Liebe, Ränke, Witz und Charme

06.10.2009 -  

Sommerliches Theater in Magdeburg

Ob im Garten der mittelalterlichen Möllenvogtei oder einer charmant heruntergekommenen Villa am Ufer der Elbe - Magdeburg hatte auch in diesem Sommer wieder gelungene Theater-Highlights zu bieten. Es gab ein besonderes Jubiläum, das mit einer der schönsten, leider aber viel zu wenig gespielten, Shakespeare-Komödien gefeiert wurde: Die freie Theatergruppe Poetenpack, bekannt vor allem durch ihr Shakespeare-Theater, beging das zehnjährige Bestehen mit Verlorene Liebesmüh', inszeniert von Andreas Hueck.

Rapp in Versen

Mit Temperament und schauspielerischer Finesse erlebte man Liebeslust und Liebesfrust. Das spanische Navarra wurde zum Ort von Missverständnissen und Liebeshändel, die auf wunderbare Weise das Lebensgefühl junger Leute widerspiegeln. Shakespeare, einmal mehr ein "moderner" und zeitloser Dichter, der auch einen hinreißend gespielten "Rapp in Versen" verträgt, als ein einziges Sandkastenspiel. Ein Spiel als Hin und Her zwischen den Geschlechtern - fünf Schauspieler in Doppelrollen. Und was so unglaublich als Extempore gespielt scheint, ist ein ganz echter und originaler Shakespeare.

Komödienklassiker

Was sich hinter der Metapher "Er ist tartuffisiert!" verbirgt, erfuhr man in Molières Komödienklassiker Tartuffe. Das Theater Maramero, bekannt für seine italienischen und französischen Lustspiele und Komödien, begeisterte in der traumhaft-schönen Kulisse des Gartens der Möllenvogtei mit einer Inszenierung von Andreas Lüder, die alle Register eines auf Sprachwitz und Situationskomik setzenden Theaters zog. Die Geschichte des scheinheiligen Heuchlers und Parasiten, des Herrn Tartuffe, der sich Haus und Hof des gutgläubigen Herrn Orgon erschleicht und durch List und Klugheit der Frauen doch noch ins Abseits manövriert wird, wurde mit schauspielerischer Lust und Verve hinreißend gespielt. Die temporeiche Inszenierung war mit Ironie und vielen Anspielungen gespickt, die Parallelen zu Erscheinungen unserer Tage offensichtlich machten.
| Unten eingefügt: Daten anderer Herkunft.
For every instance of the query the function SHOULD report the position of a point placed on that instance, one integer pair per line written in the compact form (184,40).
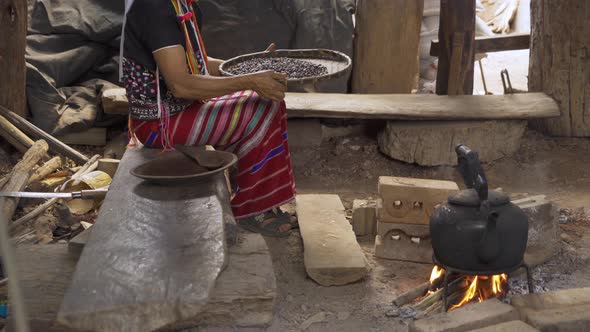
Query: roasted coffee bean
(294,68)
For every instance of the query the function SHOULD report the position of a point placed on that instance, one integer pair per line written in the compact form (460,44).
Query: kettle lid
(469,197)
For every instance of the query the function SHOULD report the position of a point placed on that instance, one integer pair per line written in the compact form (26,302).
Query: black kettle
(478,231)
Tartuffe brachte es auf den Punkt: "Die Narren sind auf dieser Welt im Grunde alle gleich" und macht Molières Komödie unsterblich und immer wieder aktuell.

Mit Charme und Turbulenz

Ganz pariserisch mit Charme und Turbulenz machte das Theater an der Angel aus einer Farce ein Sommerstück und dabei ein ganzes (Theater-)Haus, die Villa am Elbufer, zum Hauptdarsteller. Aus Georges Feydeaus Der Floh im Ohr wurde nach "Art des Hauses" das Sommerspektakel Sommerfloh. Der "Juckreiz" legte sich auf die Lachmuskeln und die bestens aufgelegte Schauspielercrew um Ines Lacroix und Mathias Engel entfachte im Saal und Open Air - man spielte an Hausfassaden, Fenstern und Türen sowie auf einem "drehbaren" Sofa in einem verruchten Chambre séparée - ein Feuerwerk an Komödientheater, das mit Witz, Charme und Esprit zwischen Missverständnissen mit katastrophalen Folgen für den Ehefrieden von Madame und Monsieur Chandebise und ihrer "durchgeknallten" Freundin Lucienne und deren eifersüchtigen spanischen Gatten pendelt. Im Gasthof "Zum galanten Miezekätzchen" kommt es zum amourösen Showdown, die fein gesponnene Intrige gerät außer Kontrolle und das Liebeschaos mit einem gefälschten Brief und einem Versteckspiel wird zur Katastrophe. Die Akteure werden zu Fallenstellern, Jägern, Gejagten und Gehörnten und lassen es so richtig (französisch) jucken. Die Moral der Sommergeschichte gibt es musikalisch: "Und ringsum wirklich alles, alles lacht. Dann ist jene seltene Flohnacht in aller Pracht entfacht."